What renders Yadav's project a warm touch is her attention to narrative. Most of her photographs are accompanied by long stories of the people and the times frozen in the frame. The very first photograph Yadav received was by Madhpriya Sinha, about her grandparents Mr and Mrs Chowfin who got married in 1938 in Lahore (now in Pakistan).

The entry discusses how Mr Chowfin was part-Chinese and his then would-be wife, a Pathan. "When the strapping Pathans from the bride's family went to the station to receive the groom, they returned empty-handed claiming that the groom's family never arrived. There were, however, many Chinese people hanging around at the station."

"People began writing in from all over the world admitting that they broke down after seeing some pictures, and finding their lost relatives across the world." A few after the website went up, the Singapore government invited Yadav to speak about the Singapore Memory Project in which it had invested $3 billion. "There, I found out I was the only one in India doing it, which felt great at first. But it also came with the realisation that such little is being done to archive our rich past."

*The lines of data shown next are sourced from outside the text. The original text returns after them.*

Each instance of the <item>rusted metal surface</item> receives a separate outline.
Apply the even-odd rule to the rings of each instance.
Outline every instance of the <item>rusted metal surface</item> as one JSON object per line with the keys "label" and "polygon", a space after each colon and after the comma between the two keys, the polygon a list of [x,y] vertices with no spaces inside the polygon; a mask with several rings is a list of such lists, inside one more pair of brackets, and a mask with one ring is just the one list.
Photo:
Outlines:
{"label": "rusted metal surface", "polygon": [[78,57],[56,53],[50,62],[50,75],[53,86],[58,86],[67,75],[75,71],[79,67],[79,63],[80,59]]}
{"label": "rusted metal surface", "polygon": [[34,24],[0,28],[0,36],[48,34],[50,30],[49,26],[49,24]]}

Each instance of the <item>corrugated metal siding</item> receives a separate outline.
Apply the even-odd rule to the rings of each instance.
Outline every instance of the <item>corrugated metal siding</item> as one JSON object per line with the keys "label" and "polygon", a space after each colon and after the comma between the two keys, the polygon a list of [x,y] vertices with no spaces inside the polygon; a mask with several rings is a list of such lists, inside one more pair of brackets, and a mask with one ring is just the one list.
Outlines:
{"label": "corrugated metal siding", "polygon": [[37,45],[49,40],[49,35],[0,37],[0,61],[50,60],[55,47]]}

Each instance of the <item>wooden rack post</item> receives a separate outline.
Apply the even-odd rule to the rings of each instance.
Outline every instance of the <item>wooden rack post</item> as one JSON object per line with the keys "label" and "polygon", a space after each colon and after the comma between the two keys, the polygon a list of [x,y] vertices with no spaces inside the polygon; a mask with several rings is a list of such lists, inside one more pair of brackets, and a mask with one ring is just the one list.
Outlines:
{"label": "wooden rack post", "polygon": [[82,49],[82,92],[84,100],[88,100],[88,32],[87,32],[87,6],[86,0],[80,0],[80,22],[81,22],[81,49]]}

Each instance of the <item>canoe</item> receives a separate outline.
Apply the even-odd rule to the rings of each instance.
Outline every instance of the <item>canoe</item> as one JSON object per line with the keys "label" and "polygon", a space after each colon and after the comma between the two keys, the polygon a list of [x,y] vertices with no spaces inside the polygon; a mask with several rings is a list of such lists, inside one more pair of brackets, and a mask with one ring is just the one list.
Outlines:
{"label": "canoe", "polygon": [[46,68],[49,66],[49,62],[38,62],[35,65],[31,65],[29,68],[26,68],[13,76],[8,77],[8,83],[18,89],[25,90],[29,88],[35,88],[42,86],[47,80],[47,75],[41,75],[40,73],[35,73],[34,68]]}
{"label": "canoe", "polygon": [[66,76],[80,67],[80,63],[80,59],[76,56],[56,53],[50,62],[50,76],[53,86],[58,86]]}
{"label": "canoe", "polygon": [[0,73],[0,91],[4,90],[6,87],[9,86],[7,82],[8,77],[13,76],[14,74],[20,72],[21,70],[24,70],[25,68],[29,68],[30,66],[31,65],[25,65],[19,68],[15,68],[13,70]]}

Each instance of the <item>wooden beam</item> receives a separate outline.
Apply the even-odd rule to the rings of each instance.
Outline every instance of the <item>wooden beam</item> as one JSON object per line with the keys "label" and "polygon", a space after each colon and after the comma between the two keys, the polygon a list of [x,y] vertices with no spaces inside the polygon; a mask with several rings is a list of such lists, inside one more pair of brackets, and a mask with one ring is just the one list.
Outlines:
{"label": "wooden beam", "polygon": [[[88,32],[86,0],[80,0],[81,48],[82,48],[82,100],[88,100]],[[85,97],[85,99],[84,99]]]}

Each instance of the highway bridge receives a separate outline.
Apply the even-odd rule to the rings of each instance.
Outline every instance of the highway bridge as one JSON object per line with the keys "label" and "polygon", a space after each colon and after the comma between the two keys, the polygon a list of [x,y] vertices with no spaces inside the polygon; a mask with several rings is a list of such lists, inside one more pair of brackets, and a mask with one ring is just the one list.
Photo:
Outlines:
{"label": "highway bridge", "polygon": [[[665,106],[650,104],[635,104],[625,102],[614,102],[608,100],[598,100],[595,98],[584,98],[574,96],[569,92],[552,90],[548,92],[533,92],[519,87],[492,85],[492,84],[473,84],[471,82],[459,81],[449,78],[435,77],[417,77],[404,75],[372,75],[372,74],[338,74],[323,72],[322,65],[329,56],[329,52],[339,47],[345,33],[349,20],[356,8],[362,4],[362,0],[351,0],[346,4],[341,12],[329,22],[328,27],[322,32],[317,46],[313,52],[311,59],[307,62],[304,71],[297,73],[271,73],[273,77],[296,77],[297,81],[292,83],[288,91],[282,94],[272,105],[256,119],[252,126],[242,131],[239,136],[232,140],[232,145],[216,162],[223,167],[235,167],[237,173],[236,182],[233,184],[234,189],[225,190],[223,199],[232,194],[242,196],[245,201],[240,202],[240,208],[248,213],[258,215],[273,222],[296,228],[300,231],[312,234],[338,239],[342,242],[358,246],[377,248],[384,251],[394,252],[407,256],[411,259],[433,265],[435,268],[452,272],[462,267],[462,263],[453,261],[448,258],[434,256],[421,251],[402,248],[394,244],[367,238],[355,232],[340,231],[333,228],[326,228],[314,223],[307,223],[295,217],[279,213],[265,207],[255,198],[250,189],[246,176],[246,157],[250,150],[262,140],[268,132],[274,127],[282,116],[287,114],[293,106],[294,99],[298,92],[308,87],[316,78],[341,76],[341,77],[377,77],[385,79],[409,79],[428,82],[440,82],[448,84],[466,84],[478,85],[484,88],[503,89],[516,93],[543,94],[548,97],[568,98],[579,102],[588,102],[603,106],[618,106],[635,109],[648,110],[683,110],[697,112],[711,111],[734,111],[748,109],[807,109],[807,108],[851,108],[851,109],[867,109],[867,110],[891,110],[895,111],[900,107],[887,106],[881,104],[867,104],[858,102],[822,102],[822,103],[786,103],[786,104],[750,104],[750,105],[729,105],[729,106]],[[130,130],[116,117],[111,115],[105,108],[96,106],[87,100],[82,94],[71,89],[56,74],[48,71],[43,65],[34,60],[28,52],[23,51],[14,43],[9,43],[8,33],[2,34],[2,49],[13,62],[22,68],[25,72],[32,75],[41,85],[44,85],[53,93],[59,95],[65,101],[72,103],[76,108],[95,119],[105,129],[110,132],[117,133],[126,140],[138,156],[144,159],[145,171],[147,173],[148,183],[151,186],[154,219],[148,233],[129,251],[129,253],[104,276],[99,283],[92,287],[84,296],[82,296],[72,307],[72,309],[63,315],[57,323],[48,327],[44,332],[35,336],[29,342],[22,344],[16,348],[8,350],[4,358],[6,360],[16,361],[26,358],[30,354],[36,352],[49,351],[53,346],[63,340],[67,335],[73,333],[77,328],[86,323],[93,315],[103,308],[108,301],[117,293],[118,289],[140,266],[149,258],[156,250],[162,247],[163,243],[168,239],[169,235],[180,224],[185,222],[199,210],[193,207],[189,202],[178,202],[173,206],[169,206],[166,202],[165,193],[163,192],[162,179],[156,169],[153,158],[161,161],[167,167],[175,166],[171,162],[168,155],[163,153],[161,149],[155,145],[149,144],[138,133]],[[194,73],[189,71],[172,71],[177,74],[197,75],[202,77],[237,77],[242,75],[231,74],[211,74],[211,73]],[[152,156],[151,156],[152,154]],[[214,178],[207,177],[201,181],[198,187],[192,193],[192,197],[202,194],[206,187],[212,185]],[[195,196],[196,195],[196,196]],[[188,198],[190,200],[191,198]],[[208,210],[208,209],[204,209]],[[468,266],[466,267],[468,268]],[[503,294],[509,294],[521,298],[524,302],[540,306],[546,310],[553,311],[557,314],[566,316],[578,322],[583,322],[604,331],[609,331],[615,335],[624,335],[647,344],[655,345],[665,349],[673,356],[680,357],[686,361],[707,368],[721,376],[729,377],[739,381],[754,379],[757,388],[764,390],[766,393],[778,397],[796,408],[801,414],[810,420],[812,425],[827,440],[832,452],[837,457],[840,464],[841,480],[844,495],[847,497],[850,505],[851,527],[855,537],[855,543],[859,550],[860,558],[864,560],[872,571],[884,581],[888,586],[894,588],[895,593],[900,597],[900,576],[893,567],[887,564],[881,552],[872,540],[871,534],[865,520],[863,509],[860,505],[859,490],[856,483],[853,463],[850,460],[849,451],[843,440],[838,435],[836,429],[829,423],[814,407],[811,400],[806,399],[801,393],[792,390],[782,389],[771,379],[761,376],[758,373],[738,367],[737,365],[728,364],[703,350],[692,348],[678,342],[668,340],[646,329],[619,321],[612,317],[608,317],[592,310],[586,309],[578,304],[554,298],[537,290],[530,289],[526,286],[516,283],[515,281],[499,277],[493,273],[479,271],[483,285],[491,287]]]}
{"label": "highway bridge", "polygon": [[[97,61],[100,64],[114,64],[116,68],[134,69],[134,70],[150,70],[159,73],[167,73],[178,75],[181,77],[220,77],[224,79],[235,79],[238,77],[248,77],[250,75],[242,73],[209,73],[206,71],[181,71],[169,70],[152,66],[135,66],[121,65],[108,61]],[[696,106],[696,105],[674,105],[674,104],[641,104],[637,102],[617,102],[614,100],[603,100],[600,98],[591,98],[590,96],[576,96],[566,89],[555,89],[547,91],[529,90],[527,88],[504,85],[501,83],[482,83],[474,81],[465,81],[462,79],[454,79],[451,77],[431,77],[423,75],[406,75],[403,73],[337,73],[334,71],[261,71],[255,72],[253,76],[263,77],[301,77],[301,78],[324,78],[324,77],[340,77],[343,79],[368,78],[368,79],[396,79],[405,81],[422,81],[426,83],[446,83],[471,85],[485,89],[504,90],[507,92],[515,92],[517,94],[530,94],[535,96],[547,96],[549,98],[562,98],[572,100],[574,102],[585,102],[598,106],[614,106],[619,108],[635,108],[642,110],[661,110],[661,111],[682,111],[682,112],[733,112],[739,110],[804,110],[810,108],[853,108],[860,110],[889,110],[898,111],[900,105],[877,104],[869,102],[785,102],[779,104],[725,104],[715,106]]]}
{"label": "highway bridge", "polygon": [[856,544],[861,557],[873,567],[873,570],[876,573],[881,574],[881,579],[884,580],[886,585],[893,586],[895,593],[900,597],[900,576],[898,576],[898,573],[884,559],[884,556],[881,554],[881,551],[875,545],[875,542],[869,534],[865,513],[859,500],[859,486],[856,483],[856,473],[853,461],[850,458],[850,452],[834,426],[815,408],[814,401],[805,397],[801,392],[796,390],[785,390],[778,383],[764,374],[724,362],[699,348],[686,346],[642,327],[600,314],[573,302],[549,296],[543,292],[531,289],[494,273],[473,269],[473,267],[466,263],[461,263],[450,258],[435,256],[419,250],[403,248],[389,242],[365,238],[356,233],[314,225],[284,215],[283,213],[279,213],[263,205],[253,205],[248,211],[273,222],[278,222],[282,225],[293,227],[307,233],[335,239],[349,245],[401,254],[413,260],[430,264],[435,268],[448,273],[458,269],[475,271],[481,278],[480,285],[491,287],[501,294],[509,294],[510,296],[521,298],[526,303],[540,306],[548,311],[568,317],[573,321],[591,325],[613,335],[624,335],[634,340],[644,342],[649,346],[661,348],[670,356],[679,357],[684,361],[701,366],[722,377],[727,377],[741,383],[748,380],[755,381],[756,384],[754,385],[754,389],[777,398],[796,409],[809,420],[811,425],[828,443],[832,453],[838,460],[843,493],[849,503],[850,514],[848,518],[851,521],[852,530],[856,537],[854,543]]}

Yadav's favourite entries, she says, are the ones which archive the Partition in great detail. The story of a man called Syed Ali Naqvi, who felt uprooted after the Parition, made Yadav gulp. "We, in India, see Partition as something that changed our lives forever. But people from across the border have similar stories, and it is important to know them, too." There is a post on Kashmiri Pandits which she feels is very evocative, as is one on a man who often hunted tigers.

Ridding oneself of prejudice is something Yadav learnt best through her project. "I come from Jaipur and have lived in Ahmedabad, where religious prejudices abound. But I have to keep all my baggage aside when I work with my project. Even if the tiger hunter had not transformed, I would have chosen to archive him. The Indian Memory Project is a library of what happened to us, not an opinion of how things should havebeen."